Vincent mengucapkannya dengan nada ringan, tapi sorot matanya memancarkan sesuatu yang lebih dalam. Ben memperhatikan wajah pria itu—ada guratan merah samar di pipinya. Vincent, yang biasanya begitu santai, kini tampak canggung, bahkan tersipu. Jelas, hanya dengan menyebut orang itu, pikirannya melayang terlalu jauh.
”Kau menyukainya?” goda Ben.
Vincent tidak menyangkal, hanya menampilkan senyum lebar yang sulit dibaca. “Yah, bukankah terlalu aneh ketika baru kemarin aku masih menyukaimu?”
Untuk ketiga kalinya, Ben dibuat bungkam. Kata-kata itu seperti batu besar yang jatuh di dadanya, menghentikan langkah sekaligus pikirannya. Ia hanya berdiri kaku di parkiran kos, membiarkan Vincent berjalan santai melewatinya.

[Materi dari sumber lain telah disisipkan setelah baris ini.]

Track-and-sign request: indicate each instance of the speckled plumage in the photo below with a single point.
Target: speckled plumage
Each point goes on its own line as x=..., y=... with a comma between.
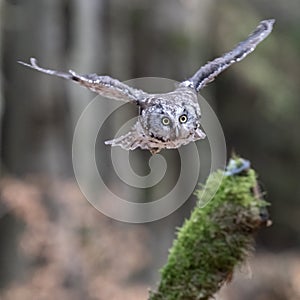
x=167, y=120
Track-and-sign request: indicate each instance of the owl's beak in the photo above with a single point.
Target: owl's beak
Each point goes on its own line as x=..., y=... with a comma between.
x=199, y=134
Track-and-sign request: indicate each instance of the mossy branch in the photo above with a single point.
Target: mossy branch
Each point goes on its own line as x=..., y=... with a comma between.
x=216, y=238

Pria berambut merah itu terus melangkah tanpa menoleh, menuju motornya terparkir. Dengan gerakan ringan, ia menyalakan motor besarnya, membiarkannya panas beberapa menit seakan tak terjadi apa-apa. “Hei, aku duluan, ya!” seru Vincent, sebelum melesat pergi—meninggalkan Ben yang masih terpaku di tempat, syok, tak tahu harus merespons apa.
Suara mesin motor Vincent menderu kencang, meluncur seakan mampu membelah angin pagi. Meski adrenalinnya terpacu, ia tetap mematuhi rambu lalu lintas, tidak sekali pun tergoda untuk ugal-ugalan. Jalanan macet yang biasanya membuatnya geram kini terasa lebih mudah ditanggung. Bahkan ketika ada pengemudi sembrono menyalip seenaknya, Vincent hanya tersenyum tipis tanpa repot-repot menekan klakson. Rasa senang yang mengisi dadanya seolah menjadi peredam bagi semua hal kecil yang biasanya mengusiknya.

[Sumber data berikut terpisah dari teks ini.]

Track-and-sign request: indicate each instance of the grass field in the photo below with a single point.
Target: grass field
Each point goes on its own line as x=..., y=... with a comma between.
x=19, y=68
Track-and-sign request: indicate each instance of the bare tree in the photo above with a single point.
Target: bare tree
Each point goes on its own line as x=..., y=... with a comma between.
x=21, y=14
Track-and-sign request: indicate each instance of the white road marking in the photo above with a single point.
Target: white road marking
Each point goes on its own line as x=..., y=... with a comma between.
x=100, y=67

Sudah dua hari berturut-turut Vincent rutin datang ke rumah sakit hanya untuk menjenguk dan merawat Leo. Selama itu pula ia tidak pernah melihat seorang pun yang datang mengaku sebagai wali atau keluarga Leo. Dari situ, Vincent mulai menyimpulkan bahwa pria itu mungkin benar-benar sebatang kara. Bahkan sejak kemarin, Leo tampak enggan melepaskannya pergi, seakan tidak ingin kembali dibiarkan sendiri. Anehnya, bukannya merasa terbebani, Vincent justru senang. Ada kepuasan tersendiri yang ia rasakan—sensasi hangat saat dirinya benar-benar dibutuhkan oleh seseorang.
Tidak butuh waktu lama bagi Vincent untuk tiba di rumah sakit. Langkahnya ringan, nyaris seperti melayang, menyusuri lorong-lorong putih yang berbau antiseptik. Kunci motor masih ia putar-putar di jemarinya, sementara bibirnya tak berhenti bersenandung riang. Sesekali ia melontarkan sapaan pada perawat yang lewat atau pasien rawat inap yang ia kenal samar, membuat beberapa dari mereka tersenyum tipis menanggapi keriangan itu.

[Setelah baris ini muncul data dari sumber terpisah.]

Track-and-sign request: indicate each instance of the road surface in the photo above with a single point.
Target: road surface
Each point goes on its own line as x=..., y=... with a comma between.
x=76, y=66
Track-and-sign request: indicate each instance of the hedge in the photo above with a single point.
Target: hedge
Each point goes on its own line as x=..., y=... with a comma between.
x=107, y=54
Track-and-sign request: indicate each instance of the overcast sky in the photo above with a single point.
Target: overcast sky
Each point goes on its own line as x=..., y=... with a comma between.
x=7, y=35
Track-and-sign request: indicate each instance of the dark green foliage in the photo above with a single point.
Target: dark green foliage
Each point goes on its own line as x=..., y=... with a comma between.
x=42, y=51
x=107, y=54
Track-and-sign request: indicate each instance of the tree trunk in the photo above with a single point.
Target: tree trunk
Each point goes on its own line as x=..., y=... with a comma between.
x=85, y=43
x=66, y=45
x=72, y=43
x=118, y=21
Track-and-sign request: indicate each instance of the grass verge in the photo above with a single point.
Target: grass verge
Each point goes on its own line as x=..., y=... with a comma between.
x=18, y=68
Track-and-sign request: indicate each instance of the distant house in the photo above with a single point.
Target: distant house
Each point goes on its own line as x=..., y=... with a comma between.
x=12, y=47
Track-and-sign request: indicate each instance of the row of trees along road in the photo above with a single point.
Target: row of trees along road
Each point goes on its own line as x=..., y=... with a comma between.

Tanpa terasa, ia sudah berdiri di depan pintu kamar Leo. Seperti kebiasaannya, Vincent tidak pernah repot-repot mengetuk pintu. Dengan santai ia mendorong gagang pintu, lalu membukanya lebar-lebar sembari menyerukan nama Leo dengan suara lantang—meski ia tahu, teguran dari perawat karena terlalu berisik pasti akan segera menyusul.
Namun hari ini berbeda. Begitu pintu terbuka dan suaranya memenuhi kamar, yang terdengar selanjutnya bukanlah teguran perawat, melainkan suara tamparan keras yang memecah udara. Vincent sontak membeku di ambang pintu. Suara itu jelas datang dari dalam kamar, bukan dari luar, dan bukan pula dirinya yang menjadi sasaran.
Matanya segera menangkap pemandangan mengejutkan: pipi Leo memerah, terbakar bekas tamparan. Dan di sisi ranjang, berdiri seorang pria paruh baya berperawakan kasar, tangannya masih terangkat setengah tinggi, seakan belum sepenuhnya puas dengan satu tamparan barusan.
Keceriaan yang tadi terpancar dari wajah Vincent pun seketika hilang, berganti tegang. Ia menatap bergantian antara Leo yang terkulai dengan wajah terkejut, dan sosok asing itu yang kini memalingkan pandangan, menatap Vincent dengan tatapan dingin penuh tantangan.
“Hahhh… Pokoknya, keluar dari rumah sakit hari ini dan pulanglah! Kubiarkan kau malah begini! Lebih baik fokus untuk meneruskan bisnis keluarga! Dasar anak tidak tahu diuntung!” hardik lelaki itu dengan suara menggelegar, seakan tak memberi ruang bagi Leo untuk membela diri.
Sebelum beranjak keluar, pria itu menoleh. Tatapan matanya bertemu dengan Vincent. Sekilas, Vincent bisa melihat jelas mata cokelat yang menusuk, surai hitam disisir rapi ke belakang, dengan guratan uban samar yang justru menambah kesan wibawa keras.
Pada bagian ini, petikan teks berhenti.